Nathan Ballard, a longtime political consultant in San Francisco, said the uptick in the number of new liberal prosecutors across the country is notable.

“Never before in our history have we had so many DAs who are explicitly running on an anti-incarceration message and winning,” Ballard said.

But even with the support of a majority of voters, this new class of DAs will still have to work within a framework that might be more resistant to major change.

“In other cities and states, state attorneys general are intervening with a more tough-on-crime law and order approach,” Ballard said. “And they are interfering with the DAs’ more progressive inclinations.”

Rethinking the Roots of Incarceration

During San Francisco's heated DA's race, the candidates’ platforms often boiled down to quality of life fixes versus major criminal justice reform, explained Cook. Residents’ frustrations with things like drug paraphernalia and car break-ins, he noted, are butting up against their desires for a more thoughtful approach to crime.

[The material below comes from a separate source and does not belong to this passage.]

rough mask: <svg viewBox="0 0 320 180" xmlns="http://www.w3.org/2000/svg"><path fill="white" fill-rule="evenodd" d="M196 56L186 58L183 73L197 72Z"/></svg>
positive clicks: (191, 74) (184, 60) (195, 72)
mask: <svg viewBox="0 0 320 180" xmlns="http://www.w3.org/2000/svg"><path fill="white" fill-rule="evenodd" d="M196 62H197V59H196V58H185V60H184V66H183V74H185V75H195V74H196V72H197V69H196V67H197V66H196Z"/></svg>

“It becomes very difficult to find nuance when the stakes are perceived on both sides as being so high,” Cook said. “And the much likelier result is that the divide will become hardened rather than that you have room for people to sort of reach common ground.”

Reducing crime and recidivism rates are goals shared by criminal justice agencies across the state said former San Francisco Sheriff Ross Mirkarimi. What’s missing, he said, is a leader to create a consensus about how to achieve those goals.

“There is not a new era that has been articulated yet by Sacramento," Mirkarimi said. "Boudin can help fill that void and answer the question for San Francisco and for the state, 'What [does] criminal justice reform look like?’ ”

San Francisco Deputy Public Defender Chesa Boudin discusses bail reform on Feb. 20, 2018, at the city's Hall of Justice. A recent California appellate court ruling requires judges to consider a defendant's ability to pay when setting bail.
Chesa Boudin, then San Francisco's deputy public defender, discusses bail reform at the city's Hall of Justice in early 2018. (Alex Emslie/KQED)

Even if Boudin does get pushback, his election ⁠— and the victories of his peers — still sends a strong message that people are fed up with mass incarceration as a cure-all, said USF’s Lara Bazelon.

“People have used the criminal justice system as essentially this dumping ground,” she said. “And there is this extremely unrealistic expectation that it's a hospital, that it's a school. It's none of those things.”

To make real change, it’s not just the DAs who will need to re-envision the way they approach law enforcement, Bazelon said. “You have to look to people like the mayor and ask yourself, if we have the homeless crisis ... and people commit crimes out of dire poverty and mental illness, it's time for other officials in the city to step up and realize that this is a problem that is vastly beyond the scope of the district attorney.”

Boudin has told KQED he’s committed to working with officials who opposed him during the election — but whether he can succeed in creating a DA’s office like none other in the country remains to be seen.